3d. That he died at a small village inn; that a Lutheran clergyman took charge of his effects, and wrote to his friends; but that the letter may have miscarried, or the clergyman may have played false, and kept the windfall that had come to him.
4th. That two years ago, the clergyman removed into Hungary, but that the innkeeper, a stupid, beetle-headed fellow, showed you a headstone in the Protestant burial ground, with ——'s name upon it. The innkeeper may describe him as a young man of twenty-four, or less, but must not remember too much, as this might attract further inquiry.
This is the outline, and will serve to indicate the kind of thing required. Vary it, in respect to details, as your judgment and your knowledge of the customs of the country may suggest. Names are omitted. Please observe the ciphers which stand in their places. You will soon receive, through another channel, means to supply the deficiency, if, indeed, your memory will not do so unaided.
Sign your letterJacob Hatz. There is another point, which I beg you to observe particularly. Mention that on the gravestone, besides the name, was carved a figure, like an urn or cup, with a large ball above it. Date of death, also;—December 7, 1841.
I herewith enclose five hundred francs. On receiving your reply,with this letter enclosed, I shall immediately send you five hundred more. If I were not a poor man, and expecting always to be so, I could remunerate your services better.
With the fullest reliance on your honor and discretion, I remain,
Yours, truly, —— ——.
Yours, truly, —— ——.
P. S. For your better direction, I subjoin a formula to be followed in the beginning of your letter. You can word the rest in your own way. Write in French.
Vinal, if he had dared, would gladly have forged such a letter as he required, instead of trusting to another person; but art or nature had not gifted him with the needful skill; and he was anxious, moreover, to have the foreign postmarks stamped upon it in form.

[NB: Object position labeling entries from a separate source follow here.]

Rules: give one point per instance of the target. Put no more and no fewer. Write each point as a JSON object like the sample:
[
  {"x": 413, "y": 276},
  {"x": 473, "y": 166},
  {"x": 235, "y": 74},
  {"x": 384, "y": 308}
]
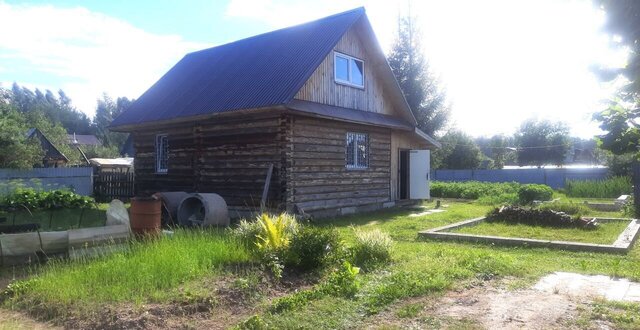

In due time, Speyer's answer came. He had neglected to return Vinal's letter, as desired; but in other respects, his performance gave his employer ample satisfaction. The latter showed it to Leslie, who seemed convinced by it; while his daughter, on reading it, abandoned at once the hope to which she had hitherto clung, that Morton might still be living.
"I remember this Hatz very well," said Vinal; "he seemed to be a plain, honest sort of man,—an agent, I believe, of a merchant in Strasburg. And yet the reward I promised might have been too great a temptation."
"Then," said Leslie, "you would not receive this as a proof of Mr. Morton's death?"
"No, I would not: that is, I should not but for one thing;—it is so very much like Vassall Morton to be travelling alone, on horseback, in an out-of-the-way part of the country."
"Did you observe," pursued Leslie, "what he says of figures of an urn and ball cut on the gravestone?"
"I saw it, but did not observe it particularly."
Leslie gave him the letter, and Vinal read the part referred to.
"What can it mean?" asked Leslie.
"I can't conceive," replied Vinal.
"It is the vase and sun," said Edith Leslie; "the device of his mother's family, the Vassalls."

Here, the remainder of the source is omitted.